Jeremiah Fraites: Movies inspire me a lot. When I was in high school playing in different bands and learning how to play the drums and stuff, my buddy said, “I think films might be cooler than music.” And I was like, “Nah, music's the best.” And he was like, “I don't know, man. Films are kind of sicker because you have music and then you have the added bonus of the film. When the director gets it right, everything comes in harmony.” Now, I think he was right.
When did you first think about scoring films?
Jeremiah Fraites: I have wanted to score a movie since I was probably 17. It's always been in the back of my mind as something I want to do. I put out two solo records called “Piano Piano” and “Piano Piano 2.” If you listen to those, I think one could argue that they sound like they could have been in films or could be in future films, dare I say.
I always appreciated some of my favorite composers – John Brian, Thomas Newman, and, of course, John Williams. When you sit down and try to do it yourself, you're in awe of these composers that have consistently hit it out of the park. It's not an easy task. You're trying to solve hundreds or thousands of problems constantly, and you're collaborating with the director and the music editor, the picture editor, and producers and studio executives, and everybody's trying to uplift the film together.
I thought of Thomas Newman while listening to your score earlier, actually. He’s never afraid to wear his heart on his sleeve. I don't know if that specifically inspires you about his music, but you hear that quality in your music, too.

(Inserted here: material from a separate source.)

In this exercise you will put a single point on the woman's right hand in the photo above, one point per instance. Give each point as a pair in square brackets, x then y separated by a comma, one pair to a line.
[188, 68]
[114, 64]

Jeremiah Fraites: Oh, thank you so much. With the music and the scores, especially as a piano player, piano can be instantly a sentimental instrument. It can make you think of overly sugary, saccharine, cheesy scenes. The way that drums can ruin a great song if they're not the right drums, the piano and strings can ruin a great scene if they're not done properly. I was careful in trying to navigate and help usher in the audience, not trying to overly telegraph, “Hey, this is when you're supposed to cry. Hey, this is when you're supposed to feel a heartbreaking scene.” But also conveying that, know what I mean?
As creatives, I think we're all enamored with this idea of wanting to be unique. We want to stand out. We want to reinvent the wheel, and I think that that's incredible to strive for. On the other hand, it is the pragmatic aspect of serving these fundamentals, not cliches, not tropes, but the fundamental aspects of film scores that I think one must abide by and one must do – unless you really want to make a crazy score. If you can do that and get away with it, though, that’s awesome. Hats off and props to you.
Were there any cues in The Long Walk where you felt you got to go a little crazy, though?
Jeremiah Fraites: A scene with Curley (Roman Davis) about 20 minutes in when we see the title called – The Long Walk. I had wanted to get really dissonant. Instead of going to the obvious strings, I looked at my electric guitar sitting idly by my studio. I didn't have a slide in my studio – but I had a battery. I took a battery and slid it down super, super slowly, recorded that and put it off to the left, hard left, pan left.
And then I did the same thing opposite, going from high to low with the battery again on an electric guitar, cranked to the max in the amp, and then panned that hard. I thought, this is interesting, because I'm using a non-traditional guitar in a horror trope, but I'm using an electric guitar where typically strings would have this nasty dissonance sound.
If you watch the movie again, you'll notice, you'll be like, oh, that's an electric guitar being slid with a battery. It's obvious and not camouflaged at all. It was just so fun.